Vamos encerrar esse texto por aqui antes que eu faça mais vítimas!

Montanha-russa

Tem gente me perguntando como eu estou me sentindo. É basicamente assim: estou na fila da montanha-russa, minha vez tá chegando.

Estou sentindo um misto de empolgação, com medo, com ansiedade, com aquele arrependimento dos valentes exibidinhos que enfrentaram uma fila longa e tiveram tempo de refletir.

Meu deus, de quem foi a ideia JACU de vir nessa montanha-russa absurda? Por que que eu disse “vamos!”. Why, God, why? Por que não disse que preferia o carrinho bate-bate? Ou a xícara que gira? A xícara é super legal, cara!

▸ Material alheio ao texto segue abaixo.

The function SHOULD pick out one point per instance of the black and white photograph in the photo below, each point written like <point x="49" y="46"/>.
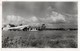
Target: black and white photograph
<point x="39" y="24"/>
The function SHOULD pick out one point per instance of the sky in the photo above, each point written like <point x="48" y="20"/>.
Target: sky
<point x="54" y="14"/>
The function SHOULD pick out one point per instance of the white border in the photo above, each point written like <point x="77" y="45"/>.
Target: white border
<point x="40" y="49"/>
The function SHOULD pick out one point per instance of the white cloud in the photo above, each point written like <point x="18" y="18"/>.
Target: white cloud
<point x="54" y="17"/>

Olha o tamanho da 1ª queda, olha esse povo gritando. OLHA!

Mas agora não dá mais pra voltar atrás…deixa eu fazer uma cara blasé aqui…uma cara blasé, que todos sabemos, irá desaparecer assim que o carrinho começar a subir. Ainda bem que é o Ricardo que vai estar do meu lado e ele me conhece bem.

Calma, calma, respira fundo. Abstrai.

Não, não abstrai, se mantém consciente do momento. Se abstrair não vai aproveitar e depois vai se arrepender. Só respira fundo e aceita.

Isso, aceita. Desliga o racional, deixa o emocional assumir. É só uma montanha-russa, um monte de gente já foi, tá todo mundo bem, todo mundo sai com cara feliz: olha a cara de alegria do povo saindo dos carrinhos que acabaram de chegar.

Relaxa.

“Vai, amor, andou a fila, vai…corre pra fila do primeiro carrinho!”